Endogenous generation and protective effects of nitro-fatty acids in a murine model of focal cardiac ischaemia and reperfusion

Abstract

Nitrated fatty acids (NO₂-FA) have been identified as endogenous anti-inflammatory signalling mediators generated by oxidative inflammatory reactions. Herein the in vivo generation of nitro-oleic acid (OA-NO₂) and nitro-linoleic acid (LNO₂) was measured in a murine model of myocardial ischaemia and reperfusion (I/R) and the effect of exogenous administration of OA-NO₂ on I/R injury was evaluated. In C57/BL6 mice subjected to 30 min of coronary artery ligation, endogenous OA-NO₂ and LNO₂ formation was observed after 30 min of reperfusion, whereas no NO₂-FA were detected in sham-operated mice and mice with myocardial infarction without reperfusion.

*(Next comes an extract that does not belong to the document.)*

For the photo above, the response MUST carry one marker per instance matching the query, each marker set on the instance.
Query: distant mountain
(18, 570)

Exogenous administration of 20 nmol/g body weight OA-NO₂ during the ischaemic episode induced profound protection against I/R injury with a 46% reduction in infarct size (normalized to area at risk) and a marked preservation of left ventricular function as assessed by transthoracic echocardiography, compared with vehicle-treated mice. Administration of OA-NO₂ inhibited activation of the p65 subunit of nuclear factor κB (NFκB) in I/R tissue. Experiments using the NFκB inhibitor pyrrolidinedithiocarbamate also support that protection lent by OA-NO₂ was in part mediated by inhibition of NFκB. OA-NO₂ inhibition of NFκB activation was accompanied by suppression of downstream intercellular adhesion molecule 1 and monocyte chemotactic protein 1 expression, neutrophil infiltration, and myocyte apoptosis. This study reveals the de novo generation of fatty acid nitration products in vivo and reveals the anti-inflammatory and potential therapeutic actions of OA-NO₂ in myocardial I/R injury.